The Gender Gap And Money Risks

English: US Gender Pay Gap by state according ...
English: US Gender Pay Gap by state according to the Current Population Survey 2007 (Photo credit: Wikipedia)

If you celebrated Christmas yesterday, I hope you had a very merry time with friends and family. Today I’d like to wish you a Happy Kwanzaa.

In the midst of your holiday celebrations, I’d like to share an interesting article with you. This article was published November 14th of this year on the Atlantic.comwebsite. I hope you’ll take a moment to read it when you can.

The article argues against the widely-held belief that women are naturally more risk-averse than men.

For instance, the article references Mariko Chang’s book and her conclusion:

The men she interviewed were more willing to take risk than women, not because they were men, but because they have more faith in their ability to make up any investment losses through their future earnings than the opposite sex did.

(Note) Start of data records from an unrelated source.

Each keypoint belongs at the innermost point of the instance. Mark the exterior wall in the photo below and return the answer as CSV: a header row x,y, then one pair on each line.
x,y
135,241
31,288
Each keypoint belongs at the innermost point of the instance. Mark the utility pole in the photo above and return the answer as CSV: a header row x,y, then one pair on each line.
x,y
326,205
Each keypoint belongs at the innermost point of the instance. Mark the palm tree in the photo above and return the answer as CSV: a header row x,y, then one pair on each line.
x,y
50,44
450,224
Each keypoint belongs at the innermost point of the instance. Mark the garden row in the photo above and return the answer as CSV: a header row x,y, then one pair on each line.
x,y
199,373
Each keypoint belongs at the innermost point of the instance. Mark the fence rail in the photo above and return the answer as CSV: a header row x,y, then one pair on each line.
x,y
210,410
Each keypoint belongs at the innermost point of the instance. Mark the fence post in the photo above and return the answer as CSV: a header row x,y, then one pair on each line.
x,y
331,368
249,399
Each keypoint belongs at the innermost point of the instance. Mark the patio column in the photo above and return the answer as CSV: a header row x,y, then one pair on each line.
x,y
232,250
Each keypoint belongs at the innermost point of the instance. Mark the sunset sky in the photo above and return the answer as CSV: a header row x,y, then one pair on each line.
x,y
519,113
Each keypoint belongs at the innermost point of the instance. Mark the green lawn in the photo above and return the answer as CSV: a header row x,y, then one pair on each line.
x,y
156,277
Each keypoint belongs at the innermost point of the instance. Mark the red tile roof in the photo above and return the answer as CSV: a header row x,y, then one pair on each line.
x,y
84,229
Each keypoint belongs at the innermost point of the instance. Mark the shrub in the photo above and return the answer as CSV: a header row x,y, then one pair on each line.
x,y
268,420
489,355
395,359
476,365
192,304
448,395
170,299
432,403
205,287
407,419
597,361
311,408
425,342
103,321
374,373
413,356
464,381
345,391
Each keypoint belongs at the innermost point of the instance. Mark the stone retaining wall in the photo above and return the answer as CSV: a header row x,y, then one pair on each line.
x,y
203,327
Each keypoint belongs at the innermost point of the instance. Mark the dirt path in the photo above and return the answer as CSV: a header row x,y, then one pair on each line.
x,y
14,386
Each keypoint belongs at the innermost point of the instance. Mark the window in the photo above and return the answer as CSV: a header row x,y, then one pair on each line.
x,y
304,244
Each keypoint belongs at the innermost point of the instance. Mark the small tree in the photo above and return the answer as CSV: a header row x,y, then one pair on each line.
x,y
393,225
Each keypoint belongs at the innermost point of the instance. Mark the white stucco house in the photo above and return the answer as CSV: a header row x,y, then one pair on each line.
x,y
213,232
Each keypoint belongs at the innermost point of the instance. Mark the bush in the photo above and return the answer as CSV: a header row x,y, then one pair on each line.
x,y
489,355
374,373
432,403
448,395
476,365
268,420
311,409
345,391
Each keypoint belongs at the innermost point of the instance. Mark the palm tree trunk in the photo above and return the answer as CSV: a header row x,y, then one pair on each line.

So instead of the generalization that women are biologically programmed to take less risk than men, it seems that it might be a much more practical adaptation. Maybe it’s not something women are born with, but rather it’s a learned survival skill around the idea that they’ll have to do more with less because of the gender pay gap.

In my experience working with women - especially those that have gone through a divorce – I’ve not only seen this manifest in risk avoidance . . . I’ve also seen it through consistent under-spending of financial resources. And while it’s better to under-spend than over-spend, it shouldn’t come at the cost of sacrificing the one shot you have at living your best life.

So whether you think women are born risk-averse or they’ve developed this mindset as a result of the financial environment we live in, I’m here to tell you it doesn’t really matter.

What I believe does matter is making sure women live their best possible lives today AND in the future. It’s about balance. It’s about values, goals and priorities. And it’s about taking as little risk as necessary to achieve what’s important in a woman’s life.

In this context, risk isn’t a constant that women have to maneuver around. It’s just another choice they have to make when deciding how important it is for them to reach their other, perhaps more important, goals.

If you’d like to rethink your approach to financial risk and achieving what’s important to you and those you care about, please contact me and let’s talk about it.

Want to learn more about my unique approach to helping women live their best lives? Watch this video where I provide an overview of my approach and how it’s different from most financial advisors.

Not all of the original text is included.